Ovarian reserve function refers to the number and quality of follicles retained in the ovaries, reflecting a woman’s fertility potential. Ovarian reserve function is affected by various factors such as age, genetics, and environment. If the number of fertile follicles in the ovary decreases and the quality of oocytes decreases, the fertility potential is reduced, which is called decreased ovarian reserve (DOR). About 10% of women with infertility have reduced ovarian reserve. Unlike premature ovarian failure or menopause, DOR has no obvious clinical symptoms or signs and may only present as infertility or not be clinically detected, relying on ancillary tests for diagnosis. There are no unified criteria for the diagnosis of declining ovarian reserve function.

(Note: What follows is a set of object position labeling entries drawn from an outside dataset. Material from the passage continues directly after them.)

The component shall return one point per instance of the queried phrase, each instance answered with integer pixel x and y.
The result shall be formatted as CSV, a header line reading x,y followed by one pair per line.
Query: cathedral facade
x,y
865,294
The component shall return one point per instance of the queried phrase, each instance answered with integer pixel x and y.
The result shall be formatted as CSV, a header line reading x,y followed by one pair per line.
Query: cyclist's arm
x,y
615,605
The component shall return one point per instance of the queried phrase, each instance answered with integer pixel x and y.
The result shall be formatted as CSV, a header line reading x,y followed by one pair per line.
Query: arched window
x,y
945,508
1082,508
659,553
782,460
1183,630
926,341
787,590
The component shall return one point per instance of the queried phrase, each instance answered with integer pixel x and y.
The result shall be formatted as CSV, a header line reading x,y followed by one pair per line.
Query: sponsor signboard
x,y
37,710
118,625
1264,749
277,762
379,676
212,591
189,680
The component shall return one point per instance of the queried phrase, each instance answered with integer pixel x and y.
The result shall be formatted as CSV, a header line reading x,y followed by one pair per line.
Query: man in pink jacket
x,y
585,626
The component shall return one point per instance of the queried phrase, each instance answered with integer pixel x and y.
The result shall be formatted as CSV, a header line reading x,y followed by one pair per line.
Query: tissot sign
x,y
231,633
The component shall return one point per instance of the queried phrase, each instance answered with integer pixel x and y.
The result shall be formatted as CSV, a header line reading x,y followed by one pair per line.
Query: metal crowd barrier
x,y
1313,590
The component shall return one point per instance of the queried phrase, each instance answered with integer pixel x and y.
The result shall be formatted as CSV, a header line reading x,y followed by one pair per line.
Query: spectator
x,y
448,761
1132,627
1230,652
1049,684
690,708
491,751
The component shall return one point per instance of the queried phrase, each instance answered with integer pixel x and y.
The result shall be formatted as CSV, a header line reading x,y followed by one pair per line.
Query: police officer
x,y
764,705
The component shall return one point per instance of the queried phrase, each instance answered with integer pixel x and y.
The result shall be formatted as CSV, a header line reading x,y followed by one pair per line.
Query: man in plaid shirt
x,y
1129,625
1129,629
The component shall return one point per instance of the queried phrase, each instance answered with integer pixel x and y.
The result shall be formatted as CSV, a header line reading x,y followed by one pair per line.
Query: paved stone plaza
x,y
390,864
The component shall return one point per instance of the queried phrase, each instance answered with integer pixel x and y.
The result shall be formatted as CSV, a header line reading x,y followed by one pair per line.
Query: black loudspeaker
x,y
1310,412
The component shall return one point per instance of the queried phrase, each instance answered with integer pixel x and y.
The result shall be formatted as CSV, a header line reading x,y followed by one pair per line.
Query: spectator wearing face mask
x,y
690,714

The following indicators are commonly used for the clinical assessment of declining ovarian reserve function: age, basal follicle stimulating hormone (FSH) level, basal anti-mullerian hormone (AMH) level, and sinus follicle count (AFC). Decreased ovarian reserve function can be manifested as follows: 1. Elevated basal follicle stimulating hormone (FSH) level: i.e. FSH level on day 2-3 of menstruation, >10-25 U/L indicates decreased ovarian reserve, if FSH is >40 U/L twice in a row, then premature ovarian failure is diagnosed. 2. Decreased basal anti-mullerian hormone (AMH) level: AMH is secreted by granulosa cells in the anterior and small sinus follicular stages. Many studies have shown that AMH levels are positively correlated with ovarian reserve, but the study values are not yet uniform and are still the focus of current research. 3. Decreased number of sinus follicles (AFC): Sinus follicles refer to follicles with a diameter of 2-9 mm in the early follicular phase, and it is usually considered that a combined number of less than 4-6 sinus follicles in both ovaries indicates a decrease in ovarian reserve function. Decreased ovarian reserve function varies greatly among individuals and is influenced by a variety of factors, but it is important in predicting a woman’s fertility potential. There are no uniform diagnostic criteria and a comprehensive assessment of the patient’s condition is needed. Therefore, we remind you not to make your own speculative diagnosis of your own condition, and if you have been infertile without contraception for more than one year, you should visit a regular professional hospital for a comprehensive assessment of your health condition and guidance on conception.